How merge/fusion several files .safetensors ( diffusers format ) to a whole .safetensors checkpoint ? #9319

BenDes21 · 2024-08-29T14:32:30Z

BenDes21
Aug 29, 2024

Hi there, I got diffusion_pytorch_model-00001-of-00003.safetensors, diffusion_pytorch_model-00002-of-00003.safetensors and diffusion_pytorch_model-00003-of-00003.safetensors after full finetuned Flux with Ostris AI tool kit, I guess at this point I will have to fusion/merge theses 3 parts for created the whole checkpoint usable for a1111 Forge . Is anyone know a script or a tool who can allow this last step ?

Thanks a lot

bmaxdk · 2024-08-29T21:58:58Z

bmaxdk
Aug 29, 2024

To merge the split .safetensors files into a single chckpt, you can usesafetensors library in huggingface.
pip install safetensors

import safetensors.torch

merge_state_dict ={}
files = ["name1.safetensors", "name2.safetensors"...] #file you want to be merged
merged_file = "merged_file.safetensors"
for file in files:
    load_files_dict = safetensors.torch.load_file(your.safetensors files)
merge_state_dict.update(load_files_dict)

# save
safetensors.torch.save_file(merge_state_dict, merged_file)

this merged_file will be now saved to the combined state dictionary with .safetensors file

2 replies

BenDes21 Aug 30, 2024
Author

To merge the split .safetensors files into a single chckpt, you can usesafetensors library in huggingface. pip install safetensors

import safetensors.torch

merge_state_dict ={}
files = ["name1.safetensors", "name2.safetensors"...] #file you want to be merged
merged_file = "merged_file.safetensors"
for file in files:
    load_files_dict = safetensors.torch.load_file(your.safetensors files)
merge_state_dict.update(load_files_dict)

# save
safetensors.torch.save_file(merge_state_dict, merged_file)

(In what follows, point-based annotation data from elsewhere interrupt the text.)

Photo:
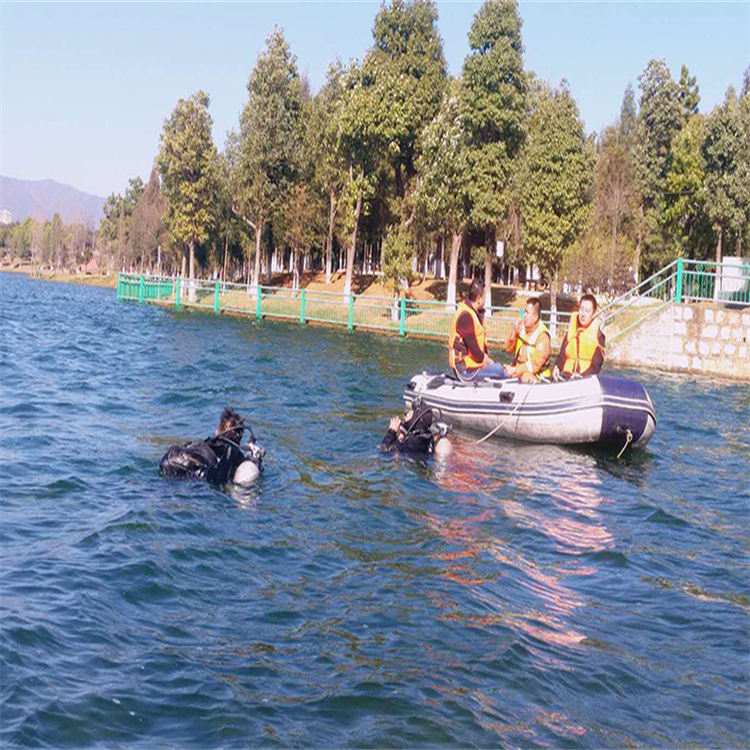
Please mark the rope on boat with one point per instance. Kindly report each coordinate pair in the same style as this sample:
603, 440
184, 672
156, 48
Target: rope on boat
628, 441
493, 431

this merged_file will be now saved to the combined state dictionary with .safetensors file

Hi there, unfortunately the .safetensors merged cannot be read by a1111, got : ValueError: Failed to recognize model type!

bmaxdk Aug 30, 2024

It seem you are having merging issue/. can you make sure your file loaded correct and the your .safetensors are not corrupted.

let's try:

from safetensors.torch import load_file, save_file 
from transformers import AutoTokenizer, AutoModel 
from diffusers import StableDiffusionPipeline 
import torch
load1 = load_file("diffusion_pytorch_model-00001-of-00003.safetensors") 
load2 = load_file("diffusion_pytorch_model-00002-of-00003.safetensors") 
load3 = load_file("diffusion_pytorch_model-00003-of-00003.safetensors") 
# Debug 
print(load1.keys())
print(load2.keys())
print(load3.keys())
# If here you got and issue, you may facing file corrupted issue..

# Once everything looks right lets unpack this 
merged_state_dict = {**load1, **load2, **load3}


save_file(merged_state_dict, "merged_diffusion_torch.safetensors")


your_model_name_path = "merged_diffusion_torch.safetensors" 

 # Now, let's try loading the model to ensure it's valid 
merged_load = load_file(your_model_name_path)
print(merged_load.keys())
try: # Load the tokenizer and model 
    tokenizer = AutoTokenizer.from_pretrained(your_model_name_path) 
    model = AutoModel.from_pretrained(your_model_name_path, from_tf=False, from_safetensors=True)
    
    pipeline = StableDiffusionPipeline.from_pretrained(your_model_name_path, torch_dtype=torch.float16) 
    print("it is successfully loaded!") 
    
except Exception as e: 
    print(f"Error: {e}")

I got issue having a111 when my model architecture mismatch.. I am not sure your case but it's possible when file corrupted it could cuase the issue.

NotTheStallion · 2025-06-10T11:47:24Z

NotTheStallion
Jun 10, 2025

While finetuning an LLM on a local cluster, I needed to reshard safetensor files, so I created a code that merges them then resplits them into N parts.

This might prove useful to you if you're still looking for a solution, or for other people who might refer to this page when facing the same problem.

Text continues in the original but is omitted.